Excluding costs such as the amortization of intangible assets and the marking to market of certain securities, Intel said it would have earned $US1.28 a share in the fourth quarter. On that basis, analysts polled by FactSet were expecting it to earn $US1.22 a share.
Although the company’s fourth-quarter results were up from the year-ago period, they marked a deterioration from the third quarter of 2018. Total sales fell 2.6% and earnings dropped by 18%. By contrast, the company’s fourth-quarter revenue and adjusted income in 2017 improved on its third-quarter results.

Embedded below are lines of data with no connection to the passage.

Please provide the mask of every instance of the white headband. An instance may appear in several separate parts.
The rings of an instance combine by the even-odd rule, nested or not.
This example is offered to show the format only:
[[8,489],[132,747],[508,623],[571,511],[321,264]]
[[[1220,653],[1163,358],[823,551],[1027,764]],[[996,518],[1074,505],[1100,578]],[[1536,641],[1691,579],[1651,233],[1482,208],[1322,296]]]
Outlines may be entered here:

The sequential sales decline from the third to the fourth quarter last year hit all of the company’s major units. Its unit that makes PC chips saw its sales fall 4% from the third quarter. Revenue at its server chip-making unit fell 1% quarter over quarter. And its group that offers products for Internet of Things manufacturers saw its sales drop 11%.
In addition to China, other factors weighed on Intel’s results and its forecast for the first quarter, Swan said. Demand for its server chips from cloud providers has cooled as they absorb they purchases they made earlier last year. Prices for its flash memory chips has fallen. And the revenue the company generates from selling modems or communications chips for smartphones was $US200 million less than Intel expected.
Intel gets the bulk of its modem revenue from Apple, which has already warned of disappointing iPhone sales in the fourth quarter.
The chipmaker has been operating without a full-time CEO since June, when its former head, Brian Krzanich, resigned after Intel discovered he’d violated its policies by having a relationship with a company employee. Intel’s board continues to evaluate candidates for the post, said Swan, who also serves at the company’s chief financial officer.
Bloomberg reported earlier this month that Intel’s directors had hoped to name a CEO before it reported its fourth-quarter earnings.
“I’m convinced the board will close on its new CEO in the near future,” Swan said. “In the meantime,” he continued, Intel’s management and employees “will not be distracted by the void.”
Intel’s stock closed regular trading up $US1.82, or 3.8%, to $US49.76.